„Nie mehr lieben“ im taT-Studio - Gießener Anzeiger

27.02.2016

Die Liebe ist die Quelle allen Übels. Nach einer kurzen Phase des Glücks versickert sie zunächst in einem langweiligen Paaralltag. Nach ein paar Wochen, Monaten oder Jahren mündet das Liebesabenteuer dann im Singledasein. Von der Liebe sind nur Narben geblieben und die große Gefahr besteht darin, dass man sich erneut verlieben könnte. Dagegen gibt es aber endlich eine Therapie.

„Das wird schon. Nie mehr lieben!“ lautet das Therapieangebot der Bestsellerautorin und Dramatikerin Sibylle Berg. In der Gießener taT-Studiobühne hatte die bitterböse Komödie über ein Tabuthema Premiere. 150 Zuschauer erlebten ein ambitioniertes Ensemble, das die Problematik der Einsamkeit in den Wechseljahren und der modernen Therapiegesellschaft aufs Korn nahm.

Es ist die Zeit „zwischen den Jahren“, also Weihnachten und Silvester, die der ansonsten angenehm lebenden Singlefrau ihre Einsamkeit schmerzhaft spürbar macht. Dagegen ist zwar kein Kraut gewachsen, aber eine Therapie. Ein selbst ernannter Guru, als Universalmann in Szene gesetzt von Maximilian Schmidt, hat die Marktlücke erkannt und bietet an Silvester einen Kurs an.

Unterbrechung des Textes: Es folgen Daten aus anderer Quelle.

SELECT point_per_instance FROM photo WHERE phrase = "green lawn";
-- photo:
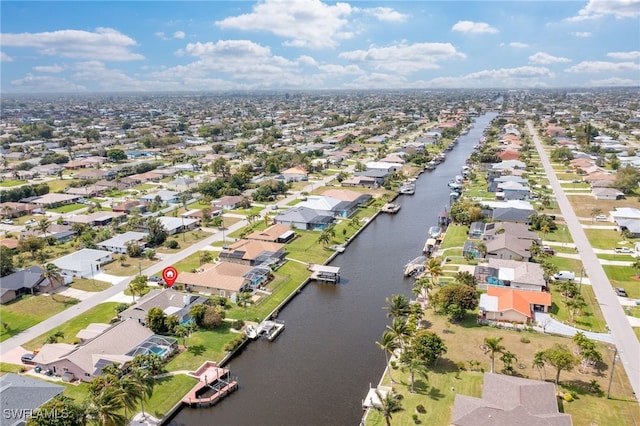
(455, 237)
(87, 284)
(203, 345)
(67, 208)
(101, 313)
(28, 311)
(625, 277)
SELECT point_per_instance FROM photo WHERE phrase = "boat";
(390, 208)
(415, 266)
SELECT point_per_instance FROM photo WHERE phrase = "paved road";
(120, 286)
(621, 331)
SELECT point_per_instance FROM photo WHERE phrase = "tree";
(397, 306)
(427, 346)
(116, 155)
(454, 300)
(389, 404)
(388, 344)
(244, 299)
(561, 358)
(494, 346)
(155, 320)
(52, 275)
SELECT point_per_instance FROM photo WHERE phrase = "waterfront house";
(300, 217)
(25, 281)
(119, 243)
(253, 252)
(119, 344)
(84, 263)
(510, 305)
(510, 273)
(170, 301)
(21, 396)
(509, 400)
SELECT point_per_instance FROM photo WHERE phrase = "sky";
(150, 46)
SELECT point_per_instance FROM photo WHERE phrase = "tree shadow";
(197, 350)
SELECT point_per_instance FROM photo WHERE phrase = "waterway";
(318, 371)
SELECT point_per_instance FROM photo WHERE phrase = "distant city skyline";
(150, 46)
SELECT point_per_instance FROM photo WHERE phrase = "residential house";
(510, 273)
(25, 281)
(119, 344)
(119, 243)
(171, 301)
(295, 174)
(275, 233)
(509, 305)
(300, 217)
(253, 252)
(21, 396)
(84, 263)
(225, 279)
(510, 400)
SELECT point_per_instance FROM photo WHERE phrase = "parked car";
(564, 276)
(547, 250)
(27, 358)
(627, 250)
(621, 292)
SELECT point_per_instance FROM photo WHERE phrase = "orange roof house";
(509, 305)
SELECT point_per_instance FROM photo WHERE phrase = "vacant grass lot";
(437, 391)
(29, 310)
(101, 313)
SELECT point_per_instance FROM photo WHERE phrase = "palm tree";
(397, 306)
(434, 269)
(244, 299)
(52, 274)
(493, 344)
(416, 365)
(389, 404)
(388, 344)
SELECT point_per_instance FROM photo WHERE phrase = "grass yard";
(625, 277)
(67, 208)
(203, 345)
(101, 313)
(455, 236)
(28, 311)
(87, 284)
(437, 392)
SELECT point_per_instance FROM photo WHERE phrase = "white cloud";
(613, 81)
(469, 27)
(629, 56)
(620, 9)
(543, 58)
(304, 23)
(404, 58)
(40, 84)
(49, 68)
(504, 77)
(386, 14)
(602, 66)
(103, 44)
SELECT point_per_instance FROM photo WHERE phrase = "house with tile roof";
(508, 400)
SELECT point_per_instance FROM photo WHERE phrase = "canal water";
(318, 371)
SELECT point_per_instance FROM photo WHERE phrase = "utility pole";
(613, 366)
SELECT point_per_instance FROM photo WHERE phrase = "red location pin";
(170, 274)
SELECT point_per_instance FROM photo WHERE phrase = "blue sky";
(311, 44)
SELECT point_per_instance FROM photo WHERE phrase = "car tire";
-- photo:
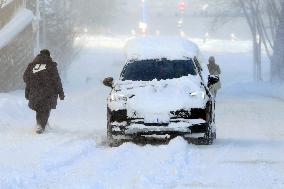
(110, 140)
(210, 134)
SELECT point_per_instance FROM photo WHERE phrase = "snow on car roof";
(171, 48)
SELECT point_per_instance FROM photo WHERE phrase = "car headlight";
(118, 97)
(199, 93)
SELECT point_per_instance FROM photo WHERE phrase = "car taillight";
(118, 116)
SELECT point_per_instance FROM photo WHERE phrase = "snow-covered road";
(248, 153)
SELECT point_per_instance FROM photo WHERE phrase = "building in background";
(16, 43)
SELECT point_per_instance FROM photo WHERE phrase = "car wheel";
(110, 140)
(210, 134)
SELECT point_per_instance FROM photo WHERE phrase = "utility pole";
(37, 49)
(143, 23)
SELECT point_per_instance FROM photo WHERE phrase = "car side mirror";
(213, 79)
(108, 82)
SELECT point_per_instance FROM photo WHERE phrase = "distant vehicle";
(162, 91)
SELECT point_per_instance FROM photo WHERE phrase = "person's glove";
(61, 96)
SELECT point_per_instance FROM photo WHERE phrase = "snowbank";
(172, 48)
(21, 20)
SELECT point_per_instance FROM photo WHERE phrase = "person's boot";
(39, 129)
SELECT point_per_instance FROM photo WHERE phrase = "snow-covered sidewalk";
(247, 154)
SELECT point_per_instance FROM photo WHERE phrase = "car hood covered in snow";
(158, 97)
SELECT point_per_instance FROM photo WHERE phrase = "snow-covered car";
(162, 90)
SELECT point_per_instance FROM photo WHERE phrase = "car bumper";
(176, 127)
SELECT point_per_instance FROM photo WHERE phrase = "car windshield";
(148, 70)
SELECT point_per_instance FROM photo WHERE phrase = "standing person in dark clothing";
(215, 70)
(43, 86)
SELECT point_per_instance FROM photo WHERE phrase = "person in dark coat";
(214, 70)
(43, 86)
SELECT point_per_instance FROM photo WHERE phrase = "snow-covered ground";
(248, 153)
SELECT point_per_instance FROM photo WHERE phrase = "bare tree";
(265, 20)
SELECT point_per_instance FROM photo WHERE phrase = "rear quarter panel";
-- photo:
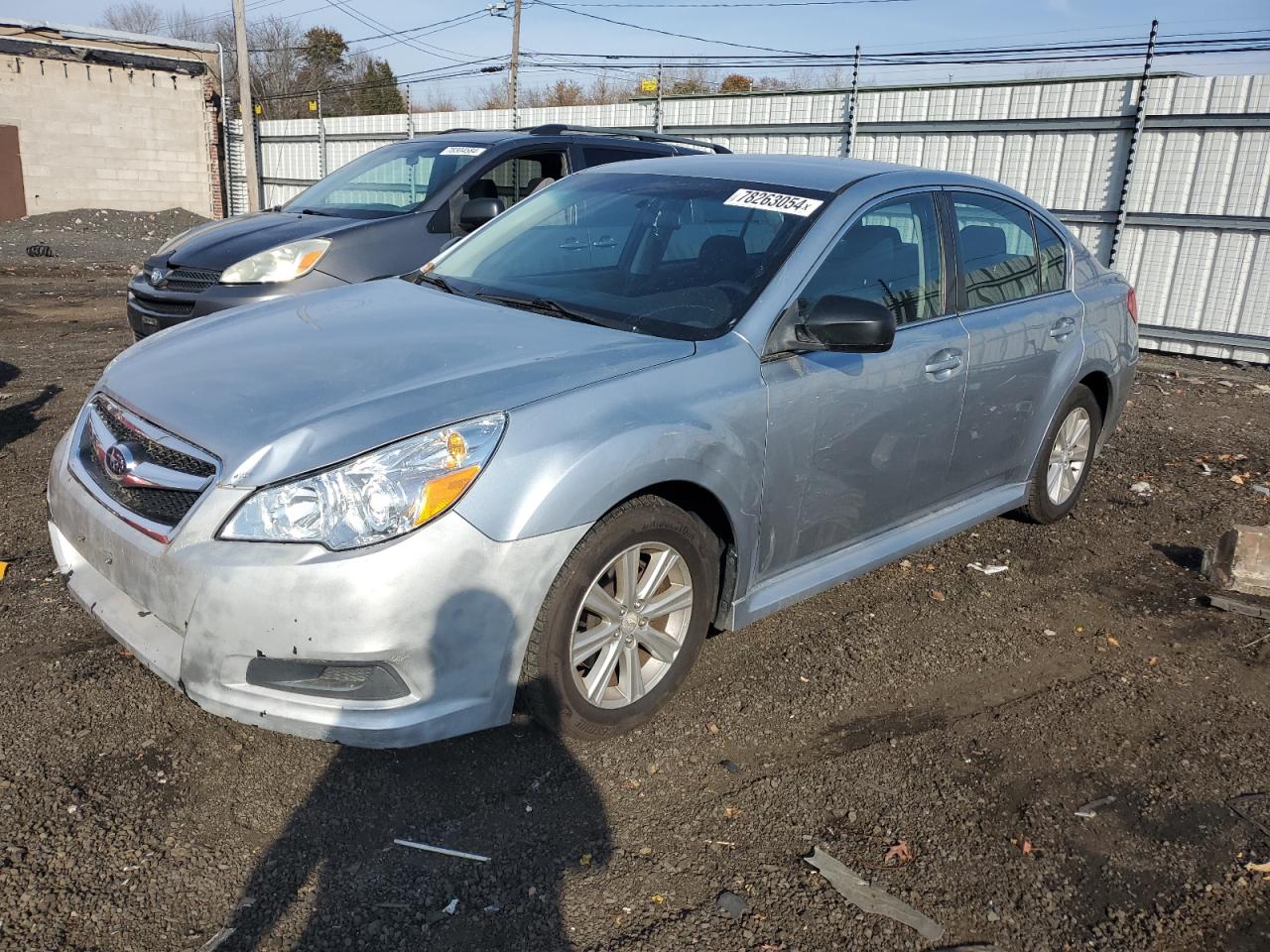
(1109, 335)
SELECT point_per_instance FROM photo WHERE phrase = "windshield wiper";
(435, 281)
(543, 306)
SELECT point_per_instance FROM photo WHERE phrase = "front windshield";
(390, 180)
(676, 257)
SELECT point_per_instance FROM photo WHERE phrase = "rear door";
(1024, 335)
(860, 443)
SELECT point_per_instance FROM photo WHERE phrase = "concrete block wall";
(94, 136)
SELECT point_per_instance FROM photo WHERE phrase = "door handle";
(1064, 329)
(944, 365)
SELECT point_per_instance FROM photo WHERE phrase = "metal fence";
(1196, 199)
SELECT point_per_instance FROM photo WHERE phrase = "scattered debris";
(457, 853)
(988, 569)
(1241, 560)
(1236, 803)
(1255, 642)
(901, 853)
(1229, 604)
(216, 941)
(870, 898)
(733, 904)
(1089, 810)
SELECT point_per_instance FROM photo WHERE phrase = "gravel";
(90, 236)
(969, 728)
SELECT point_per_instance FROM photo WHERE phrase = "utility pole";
(246, 109)
(658, 119)
(516, 63)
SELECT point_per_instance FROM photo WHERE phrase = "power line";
(666, 32)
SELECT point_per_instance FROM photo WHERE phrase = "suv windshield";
(391, 180)
(676, 257)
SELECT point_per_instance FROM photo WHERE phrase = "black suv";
(384, 213)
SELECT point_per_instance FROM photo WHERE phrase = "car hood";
(284, 388)
(220, 244)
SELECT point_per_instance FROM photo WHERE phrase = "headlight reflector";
(282, 263)
(376, 497)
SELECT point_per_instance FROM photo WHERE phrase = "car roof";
(820, 173)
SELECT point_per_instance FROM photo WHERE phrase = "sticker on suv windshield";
(774, 202)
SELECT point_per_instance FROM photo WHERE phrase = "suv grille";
(158, 477)
(191, 281)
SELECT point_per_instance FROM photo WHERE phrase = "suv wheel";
(624, 620)
(1064, 465)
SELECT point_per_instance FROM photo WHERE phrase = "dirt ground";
(964, 717)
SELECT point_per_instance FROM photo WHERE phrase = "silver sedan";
(653, 399)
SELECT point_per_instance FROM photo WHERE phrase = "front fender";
(568, 460)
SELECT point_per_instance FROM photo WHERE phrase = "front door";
(857, 443)
(1023, 322)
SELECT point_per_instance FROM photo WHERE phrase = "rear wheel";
(1060, 472)
(624, 620)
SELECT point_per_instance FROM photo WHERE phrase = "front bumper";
(448, 610)
(151, 308)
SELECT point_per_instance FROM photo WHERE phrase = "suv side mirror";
(479, 211)
(851, 324)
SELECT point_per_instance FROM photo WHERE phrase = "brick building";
(94, 118)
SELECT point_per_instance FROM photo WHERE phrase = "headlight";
(376, 497)
(282, 263)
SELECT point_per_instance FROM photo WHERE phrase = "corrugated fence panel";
(1197, 241)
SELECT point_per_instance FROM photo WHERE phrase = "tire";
(556, 689)
(1042, 506)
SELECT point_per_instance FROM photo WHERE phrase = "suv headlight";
(376, 497)
(282, 263)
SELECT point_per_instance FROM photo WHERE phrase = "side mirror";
(847, 324)
(479, 211)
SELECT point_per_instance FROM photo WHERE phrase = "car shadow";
(18, 420)
(513, 793)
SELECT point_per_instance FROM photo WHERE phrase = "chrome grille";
(193, 281)
(141, 472)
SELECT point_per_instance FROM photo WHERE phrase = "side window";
(996, 249)
(1053, 258)
(516, 178)
(602, 155)
(890, 255)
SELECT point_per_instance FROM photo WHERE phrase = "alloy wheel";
(1069, 456)
(631, 625)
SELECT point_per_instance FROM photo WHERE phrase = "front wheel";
(624, 620)
(1064, 465)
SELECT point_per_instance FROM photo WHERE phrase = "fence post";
(1139, 118)
(321, 141)
(849, 131)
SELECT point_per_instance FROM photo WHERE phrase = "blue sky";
(878, 27)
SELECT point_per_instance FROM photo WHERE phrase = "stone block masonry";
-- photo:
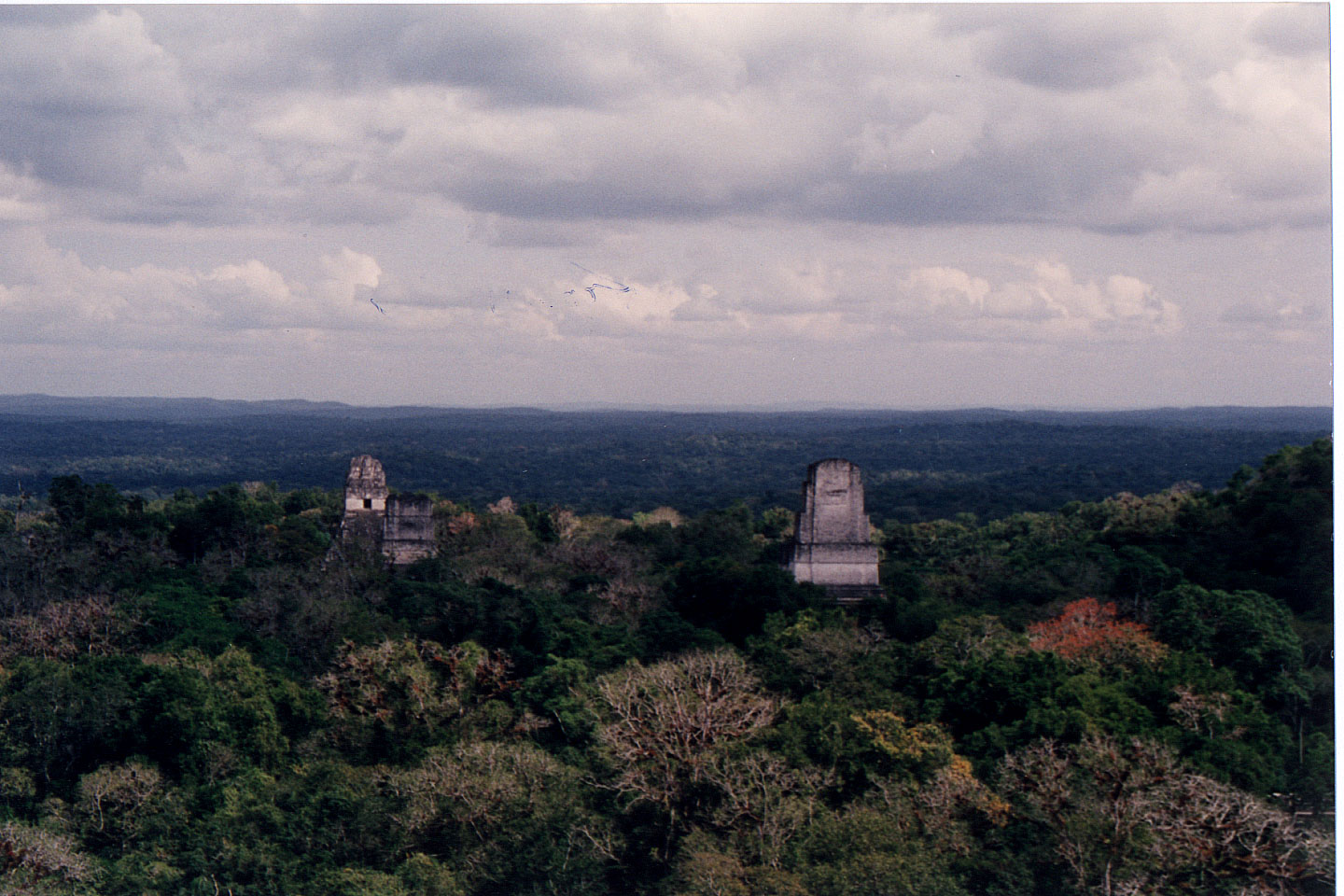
(831, 544)
(399, 525)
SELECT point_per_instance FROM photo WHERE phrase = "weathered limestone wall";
(831, 544)
(409, 528)
(402, 526)
(366, 485)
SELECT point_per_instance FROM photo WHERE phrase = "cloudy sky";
(929, 205)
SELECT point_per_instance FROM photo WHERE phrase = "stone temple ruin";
(399, 525)
(831, 544)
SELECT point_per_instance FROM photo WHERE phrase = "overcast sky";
(929, 205)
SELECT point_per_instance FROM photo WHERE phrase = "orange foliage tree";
(1087, 633)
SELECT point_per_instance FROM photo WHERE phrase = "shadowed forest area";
(1127, 691)
(917, 465)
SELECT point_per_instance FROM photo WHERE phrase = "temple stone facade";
(831, 544)
(399, 525)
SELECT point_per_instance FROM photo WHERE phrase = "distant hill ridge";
(208, 409)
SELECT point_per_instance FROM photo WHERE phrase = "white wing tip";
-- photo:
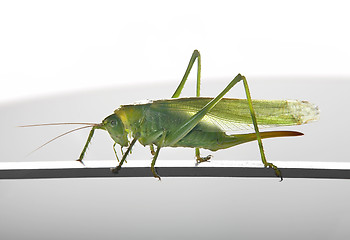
(304, 111)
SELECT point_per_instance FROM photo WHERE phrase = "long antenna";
(55, 124)
(63, 134)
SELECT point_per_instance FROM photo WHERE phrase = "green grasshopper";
(199, 122)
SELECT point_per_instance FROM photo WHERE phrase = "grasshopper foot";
(275, 168)
(116, 169)
(203, 159)
(155, 174)
(81, 161)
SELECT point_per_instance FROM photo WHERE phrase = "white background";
(60, 46)
(79, 60)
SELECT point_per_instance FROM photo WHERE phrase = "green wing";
(233, 114)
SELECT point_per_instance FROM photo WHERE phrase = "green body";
(201, 122)
(148, 121)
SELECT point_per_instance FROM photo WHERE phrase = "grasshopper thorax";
(116, 129)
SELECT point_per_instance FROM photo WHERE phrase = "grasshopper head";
(116, 129)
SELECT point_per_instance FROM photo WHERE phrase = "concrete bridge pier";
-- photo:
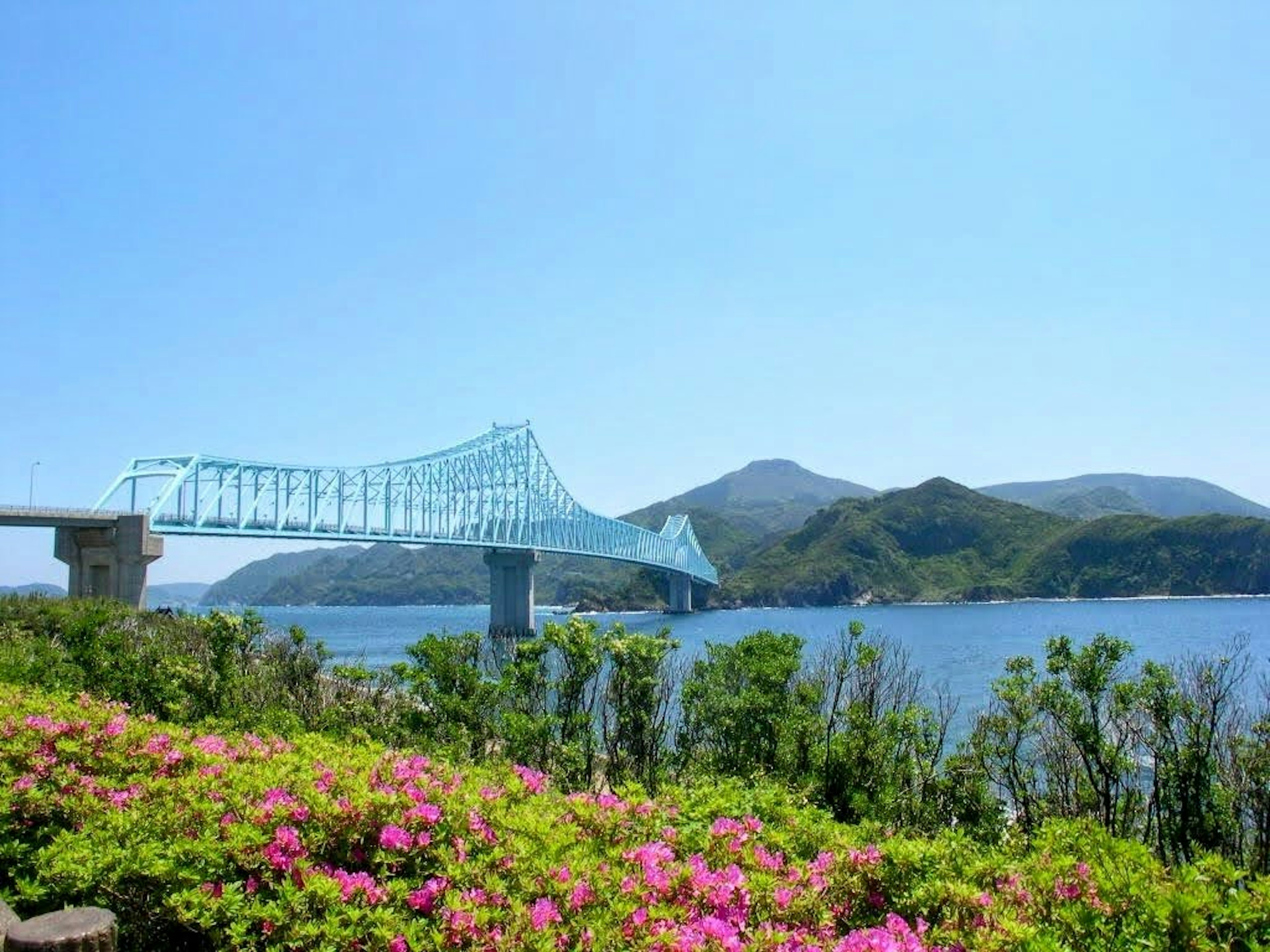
(681, 593)
(511, 592)
(108, 562)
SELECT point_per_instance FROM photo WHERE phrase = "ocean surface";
(963, 647)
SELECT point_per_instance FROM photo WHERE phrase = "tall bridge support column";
(681, 593)
(108, 562)
(511, 592)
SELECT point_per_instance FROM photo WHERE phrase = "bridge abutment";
(511, 592)
(681, 593)
(108, 562)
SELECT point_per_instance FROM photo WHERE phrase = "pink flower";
(581, 895)
(543, 913)
(870, 856)
(285, 849)
(211, 744)
(726, 827)
(478, 824)
(396, 838)
(425, 899)
(429, 813)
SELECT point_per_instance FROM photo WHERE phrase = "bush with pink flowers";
(240, 842)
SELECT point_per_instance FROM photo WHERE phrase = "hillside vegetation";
(540, 795)
(935, 542)
(945, 542)
(1170, 497)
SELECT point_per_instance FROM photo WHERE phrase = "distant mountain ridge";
(36, 588)
(1170, 497)
(783, 535)
(248, 586)
(775, 494)
(942, 541)
(731, 517)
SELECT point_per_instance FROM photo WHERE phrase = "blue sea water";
(963, 647)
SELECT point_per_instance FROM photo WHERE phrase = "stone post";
(110, 562)
(681, 593)
(511, 592)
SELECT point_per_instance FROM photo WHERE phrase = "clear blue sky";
(985, 240)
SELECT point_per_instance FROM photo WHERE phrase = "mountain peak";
(766, 496)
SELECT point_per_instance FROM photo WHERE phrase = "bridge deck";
(56, 517)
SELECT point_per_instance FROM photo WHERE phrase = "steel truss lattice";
(496, 492)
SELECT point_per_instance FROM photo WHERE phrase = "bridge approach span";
(497, 492)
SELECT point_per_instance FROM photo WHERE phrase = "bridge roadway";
(496, 492)
(107, 551)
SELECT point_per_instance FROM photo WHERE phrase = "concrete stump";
(88, 930)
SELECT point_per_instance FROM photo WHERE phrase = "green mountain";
(945, 542)
(765, 497)
(732, 517)
(36, 588)
(247, 586)
(1170, 497)
(1142, 555)
(938, 541)
(1094, 503)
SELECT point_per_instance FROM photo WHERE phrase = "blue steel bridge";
(497, 492)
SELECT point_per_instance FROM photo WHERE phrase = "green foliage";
(234, 842)
(192, 668)
(743, 709)
(1161, 754)
(637, 705)
(944, 542)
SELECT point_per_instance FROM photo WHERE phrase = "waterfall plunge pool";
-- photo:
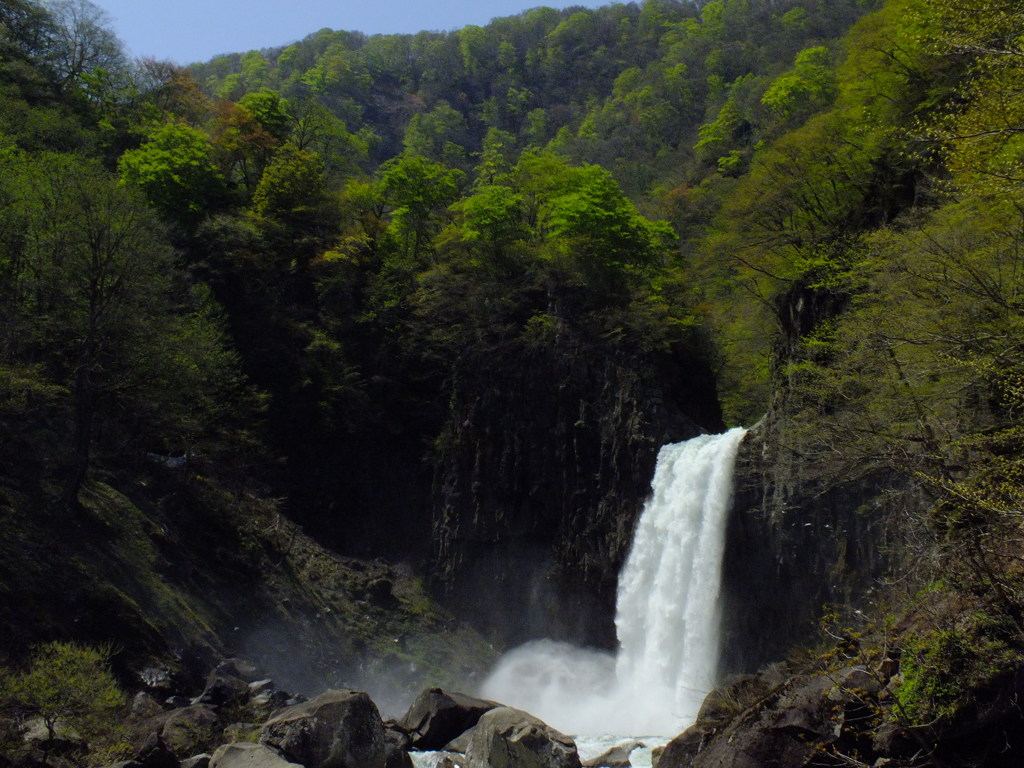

Dem smarten Therapeuten steht mit Petra Soltau ein wunderbares Klageweib zur Seite, das philosophierend assistiert und gelegentlich ein Tourette-Syndrom vortäuscht, um drastisch zu kommentieren. Zur Therapie sind zwei Frauen erschienen. Als Frau I agiert Carolin Weber, als Frau II Beatrice Boca.

Der Seminarleiter verspricht einen Kurs, der die Teilnehmerinnen von ihrem Bedürfnis nach Liebe und Verlieben befreien soll. Eine Stunde lang begleitet Maximilian Schmidt die zwei Frauen lässig, gelangweilt und amüsiert durch die glücklichen Momente ihres Lebens. Die Kursteilnehmerinnen wandeln durch die imaginären Räume ihrer Erlebnisse und holen so das Grauen ihrer früheren Beziehungen wieder ans Licht. Schmidt spielt das jeweilige Subjekt und ist ein ebenso überzeugender Hardrocker mit Hang zu Drogen wie ein erfolgloser Künstler, dem Frau I nach dem Ende der Beziehung auch noch Unterhalt zahlen muss.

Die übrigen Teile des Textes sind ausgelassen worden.